For some high-profile Hispanic supporters of Republican presidential nominee Donald Trump, his hardline immigration speech Wednesday night was a bridge too far and they're fleeing the campaign.
Jacob Monty, a member of Trump’s National Hispanic Advisory Council, departed quickly after the speech, Politico reported. "I was a strong supporter of Donald Trump when I believed he was going to address the immigration problem realistically and compassionately," Monty, a Texas attorney who had in the past pushed hard for Trump, said to Politico. "What I heard today was not realistic and not compassionate."
The speech, which happened just after a meeting between Trump and Mexican President Enrique Peña Nieto, called for ramped up border security and the ability to deport all undocumented immigrants.
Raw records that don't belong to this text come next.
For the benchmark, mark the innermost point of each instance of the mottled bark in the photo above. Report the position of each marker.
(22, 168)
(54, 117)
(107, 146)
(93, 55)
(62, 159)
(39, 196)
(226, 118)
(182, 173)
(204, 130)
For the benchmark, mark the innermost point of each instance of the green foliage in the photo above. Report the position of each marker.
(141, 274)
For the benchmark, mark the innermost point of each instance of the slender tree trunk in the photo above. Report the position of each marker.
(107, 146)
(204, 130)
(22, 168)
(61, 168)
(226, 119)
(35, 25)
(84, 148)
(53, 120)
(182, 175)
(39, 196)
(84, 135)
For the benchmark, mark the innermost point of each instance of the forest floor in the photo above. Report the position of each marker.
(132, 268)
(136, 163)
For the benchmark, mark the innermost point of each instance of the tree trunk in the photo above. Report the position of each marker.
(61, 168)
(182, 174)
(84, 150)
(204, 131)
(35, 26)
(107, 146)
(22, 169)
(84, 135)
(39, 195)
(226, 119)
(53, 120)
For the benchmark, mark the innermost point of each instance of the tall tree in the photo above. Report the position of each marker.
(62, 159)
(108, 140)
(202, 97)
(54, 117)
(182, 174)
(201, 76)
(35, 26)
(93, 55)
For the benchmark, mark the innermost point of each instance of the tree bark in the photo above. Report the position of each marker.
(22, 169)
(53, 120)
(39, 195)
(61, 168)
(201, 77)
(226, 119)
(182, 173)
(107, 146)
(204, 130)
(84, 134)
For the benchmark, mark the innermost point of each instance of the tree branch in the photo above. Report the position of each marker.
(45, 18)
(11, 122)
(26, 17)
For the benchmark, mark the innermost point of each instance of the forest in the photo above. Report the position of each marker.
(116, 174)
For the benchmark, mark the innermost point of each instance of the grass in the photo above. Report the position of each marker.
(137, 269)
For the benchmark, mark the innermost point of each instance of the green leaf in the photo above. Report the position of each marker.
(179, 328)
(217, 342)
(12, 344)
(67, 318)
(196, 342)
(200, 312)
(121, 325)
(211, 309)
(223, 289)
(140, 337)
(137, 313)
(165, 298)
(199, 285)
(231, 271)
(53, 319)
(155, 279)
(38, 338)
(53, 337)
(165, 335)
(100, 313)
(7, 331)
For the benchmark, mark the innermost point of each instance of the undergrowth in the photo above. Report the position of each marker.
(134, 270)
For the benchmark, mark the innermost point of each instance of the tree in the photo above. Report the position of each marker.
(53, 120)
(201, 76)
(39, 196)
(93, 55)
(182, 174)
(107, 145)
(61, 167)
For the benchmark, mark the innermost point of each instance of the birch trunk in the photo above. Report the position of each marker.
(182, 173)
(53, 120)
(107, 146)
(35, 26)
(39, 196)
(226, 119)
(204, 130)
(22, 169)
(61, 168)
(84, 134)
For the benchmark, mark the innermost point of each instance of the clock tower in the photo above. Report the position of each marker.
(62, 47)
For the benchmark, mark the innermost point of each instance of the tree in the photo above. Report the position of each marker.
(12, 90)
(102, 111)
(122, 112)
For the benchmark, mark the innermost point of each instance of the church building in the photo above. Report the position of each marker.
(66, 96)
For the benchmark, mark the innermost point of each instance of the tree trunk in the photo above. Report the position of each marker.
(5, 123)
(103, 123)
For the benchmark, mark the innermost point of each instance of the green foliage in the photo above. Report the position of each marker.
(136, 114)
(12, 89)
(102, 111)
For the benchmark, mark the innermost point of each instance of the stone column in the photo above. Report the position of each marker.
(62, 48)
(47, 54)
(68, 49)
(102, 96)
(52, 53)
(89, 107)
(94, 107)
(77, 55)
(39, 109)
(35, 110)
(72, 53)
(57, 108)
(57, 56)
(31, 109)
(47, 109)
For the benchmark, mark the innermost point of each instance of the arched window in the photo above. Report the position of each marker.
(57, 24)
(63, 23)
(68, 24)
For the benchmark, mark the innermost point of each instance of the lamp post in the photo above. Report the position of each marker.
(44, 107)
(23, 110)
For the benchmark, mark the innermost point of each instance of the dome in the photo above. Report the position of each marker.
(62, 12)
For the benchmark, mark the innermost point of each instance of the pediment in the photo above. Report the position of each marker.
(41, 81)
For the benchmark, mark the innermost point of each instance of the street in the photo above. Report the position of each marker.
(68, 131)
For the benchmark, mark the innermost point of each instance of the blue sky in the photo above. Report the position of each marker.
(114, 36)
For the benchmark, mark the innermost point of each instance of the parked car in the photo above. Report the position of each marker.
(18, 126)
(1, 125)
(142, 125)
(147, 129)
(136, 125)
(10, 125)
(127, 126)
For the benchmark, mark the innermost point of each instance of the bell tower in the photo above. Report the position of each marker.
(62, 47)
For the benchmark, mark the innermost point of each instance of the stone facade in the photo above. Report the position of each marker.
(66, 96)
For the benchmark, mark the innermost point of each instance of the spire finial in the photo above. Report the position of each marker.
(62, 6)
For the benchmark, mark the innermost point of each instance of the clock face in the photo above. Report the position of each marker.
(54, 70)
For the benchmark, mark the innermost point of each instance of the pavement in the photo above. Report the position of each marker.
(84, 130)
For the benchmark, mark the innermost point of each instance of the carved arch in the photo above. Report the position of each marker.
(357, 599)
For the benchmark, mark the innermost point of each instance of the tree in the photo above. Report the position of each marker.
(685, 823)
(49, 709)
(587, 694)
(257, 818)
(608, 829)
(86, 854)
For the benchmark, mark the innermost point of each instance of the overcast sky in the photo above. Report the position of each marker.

"For those here illegally today who are seeking legal status, they will have one route and one route only. To return home and apply for re-entry like everybody else under the rules of the new legal immigration system that I have outlined today," Trump said. "There will be no amnesty."
Monty was not the only Hispanic leader to exit the Trump train after the speech. Ramiro Pena, a Texas pastor, reportedly called the Hispanic advisory council a scam in an email to Trump and Republican National Committee officials, according to Politico.
"I am so sorry but I believe Mr. Trump lost the election tonight... The 'National Hispanic Advisory Council' seems to be simply for optics and I do not have the time or energy for a scam," he wrote, according to Politico. "I will pray over the next couple of days but it is difficult to [imagine] how I can continue to associate with the Trump campaign."
Pena and Monty were not alone. Alfonso Aguilar, president of the Latino Partnership for Conservative Principles, told Politico he was inclined to rescind his support for Trump. And Texan Rick Figueroa, a member of Trump's Hispanic advisory group, expressed that the Republican nominee seemed to he ignoring advice.
"I am very disappointed in [Trump's] immigration speech," Figueroa said in a statement, via the Texas Tribune. "Instead of listening to wise counsel from his advisors and supporters in the Latino community, who actually have first hand experience in the area of immigration, he went in the opposite direction and doubled down on his policies and his rhetoric. This was a mistake."